Few months later, I decided to start my life afresh in Lagos State. With the help of an agent, I got a small apartment in Ikorodu. The house was not well furnished but I was determined to give life a second chance there.
I got a semicolon tattood on my wrist to serve as a reminder that I am a survivor.
I applied for several jobs till I got a job as a secretary at one company. The pay wasn’t really great but I took the job anyways.
I was began to get my life together. I lived one day at a time. No pressure, no stress. I was far away from friends and families. I was finally having a breath of fresh air or so I thought.
One morning, I woke up early and prepared for work. I left the house before 7:00am. Unfortunately, I was caught up in a terrible traffic which lasted for over 2hrs.
I got to the office by after 9.
“You are very stupid to think you can come to work by this time. Be good at your job, you said no! Come to work early, you said no! What is actually your usefulness to me? Come to work a minute late next time and kiss the job goodbye. Fool!”. My Boss lambasted me heavily.
I couldn’t concentrate at work that day. Past thoughts started coming back.
“Am I really stupid and clumsy? What if I am actually góôd for nothing?”.
My depression resurfaced. I couldn’t sleep for days.
I read online where someone said she smokes wééd because of insomnia and since then, she has been sleeping fine.
I decided to try it out.
You know smokers are rampant in Ikorodu. It wasn’t hard for me to get one.
At the first puff, I coughed nonstop. I almost choked to death. I wanted to throw It away but decided to try it again.
At the second puff, I coughed but it wasn’t as severe as the first one.
I tried it for the 3rd, 4th and 5th time till I stopped coughing.
I started enjoying it. Each smoke I inhale does something to me. It makes me calm and collected. Each smoke I exhale takes out negativities, bitterness and pain.
I loved how it made me feel.
It didn’t take up to one month till I got addicted to it.
It became my evening routine till I made it my morning routine as well.
I spent all my money on it till I went broke and couldn’t afford one.

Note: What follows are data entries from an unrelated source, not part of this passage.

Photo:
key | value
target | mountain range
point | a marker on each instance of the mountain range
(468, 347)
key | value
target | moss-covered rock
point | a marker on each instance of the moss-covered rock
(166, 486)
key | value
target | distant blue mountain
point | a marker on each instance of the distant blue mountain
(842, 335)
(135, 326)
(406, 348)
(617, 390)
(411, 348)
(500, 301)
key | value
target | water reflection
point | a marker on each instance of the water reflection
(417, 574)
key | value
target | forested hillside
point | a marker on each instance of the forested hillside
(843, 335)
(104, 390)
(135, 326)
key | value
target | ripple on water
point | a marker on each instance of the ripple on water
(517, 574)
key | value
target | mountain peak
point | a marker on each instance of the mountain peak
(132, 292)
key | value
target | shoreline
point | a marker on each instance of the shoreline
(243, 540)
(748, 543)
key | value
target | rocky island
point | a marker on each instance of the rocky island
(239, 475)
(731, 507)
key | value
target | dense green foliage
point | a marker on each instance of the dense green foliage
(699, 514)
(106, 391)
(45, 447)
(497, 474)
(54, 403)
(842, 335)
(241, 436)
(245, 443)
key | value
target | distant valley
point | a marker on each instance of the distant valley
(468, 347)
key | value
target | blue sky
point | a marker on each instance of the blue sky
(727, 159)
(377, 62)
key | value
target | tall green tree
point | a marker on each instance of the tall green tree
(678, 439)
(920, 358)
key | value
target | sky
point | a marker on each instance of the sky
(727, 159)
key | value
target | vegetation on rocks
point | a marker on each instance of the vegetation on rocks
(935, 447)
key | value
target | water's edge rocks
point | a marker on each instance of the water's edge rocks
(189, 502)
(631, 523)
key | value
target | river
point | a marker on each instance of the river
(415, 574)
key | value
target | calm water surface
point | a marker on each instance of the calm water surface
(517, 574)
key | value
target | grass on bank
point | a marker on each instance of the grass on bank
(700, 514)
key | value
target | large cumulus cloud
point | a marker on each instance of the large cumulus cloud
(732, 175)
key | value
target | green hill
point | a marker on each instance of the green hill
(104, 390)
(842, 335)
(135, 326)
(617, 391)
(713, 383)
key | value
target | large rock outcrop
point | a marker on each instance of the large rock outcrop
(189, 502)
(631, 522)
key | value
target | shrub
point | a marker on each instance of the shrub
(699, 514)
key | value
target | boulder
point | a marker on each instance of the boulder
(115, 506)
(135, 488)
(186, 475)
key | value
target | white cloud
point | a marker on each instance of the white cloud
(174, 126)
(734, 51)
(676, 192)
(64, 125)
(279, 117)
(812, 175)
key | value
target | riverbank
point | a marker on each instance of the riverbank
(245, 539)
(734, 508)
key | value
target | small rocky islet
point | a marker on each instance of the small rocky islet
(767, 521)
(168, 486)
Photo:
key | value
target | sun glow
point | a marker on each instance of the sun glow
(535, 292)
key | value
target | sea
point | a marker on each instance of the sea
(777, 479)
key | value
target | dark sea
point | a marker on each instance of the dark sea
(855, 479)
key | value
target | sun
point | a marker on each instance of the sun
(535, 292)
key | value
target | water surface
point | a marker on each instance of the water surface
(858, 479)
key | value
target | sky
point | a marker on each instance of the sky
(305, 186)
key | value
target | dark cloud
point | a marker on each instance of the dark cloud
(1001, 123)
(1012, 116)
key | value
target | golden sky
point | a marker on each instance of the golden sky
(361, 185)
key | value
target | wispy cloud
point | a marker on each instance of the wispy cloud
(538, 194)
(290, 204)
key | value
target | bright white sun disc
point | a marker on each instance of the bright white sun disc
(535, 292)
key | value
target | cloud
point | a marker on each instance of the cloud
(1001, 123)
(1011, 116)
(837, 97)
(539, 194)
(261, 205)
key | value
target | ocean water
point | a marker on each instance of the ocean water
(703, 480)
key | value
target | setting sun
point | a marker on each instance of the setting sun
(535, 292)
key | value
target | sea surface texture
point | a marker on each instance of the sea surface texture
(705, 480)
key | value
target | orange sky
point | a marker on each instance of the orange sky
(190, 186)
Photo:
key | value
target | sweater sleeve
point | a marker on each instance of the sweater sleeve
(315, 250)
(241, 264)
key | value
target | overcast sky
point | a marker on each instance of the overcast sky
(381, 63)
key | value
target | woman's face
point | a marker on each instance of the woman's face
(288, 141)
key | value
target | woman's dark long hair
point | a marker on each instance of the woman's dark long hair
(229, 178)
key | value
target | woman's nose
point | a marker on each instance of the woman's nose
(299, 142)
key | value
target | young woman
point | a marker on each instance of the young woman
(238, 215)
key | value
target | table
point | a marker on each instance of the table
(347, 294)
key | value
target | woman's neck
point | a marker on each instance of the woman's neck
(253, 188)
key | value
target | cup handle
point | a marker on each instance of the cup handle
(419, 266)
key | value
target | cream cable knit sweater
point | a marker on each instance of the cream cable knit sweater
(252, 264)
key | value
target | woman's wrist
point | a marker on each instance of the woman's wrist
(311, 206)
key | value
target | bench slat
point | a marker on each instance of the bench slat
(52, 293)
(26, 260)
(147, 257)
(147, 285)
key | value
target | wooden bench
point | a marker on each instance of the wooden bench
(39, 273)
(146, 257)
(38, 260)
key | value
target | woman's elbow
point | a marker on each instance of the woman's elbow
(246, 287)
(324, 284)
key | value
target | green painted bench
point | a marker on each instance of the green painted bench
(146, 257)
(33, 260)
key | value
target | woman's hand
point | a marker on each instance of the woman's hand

I almost ran mad. I pleaded with the seller to sell for me on credit till I receive my salary but he vehemently refused.
“You go allow me chop you before I go release smokes for you. Na trade and barter. Back for ground, smokes for hand. You smile, I smile”. He said.
“God forbid”. I rebuked him.
I went back home.
I didn’t know how I found myself on his bed the next day.
That was how I started exchanging my body for smokes.
It went on for a month till the seller got tired of me and refused our trade by barter.
“What to do?”.
I resorted to sleeping with men for money. I started making small small money.
“Why should I continue working as a secretary?”.
I resigned from my job as a secretary.
From local prostitution, I upgraded to doing hook ups. There’s an app where we get hooked up with potential clients.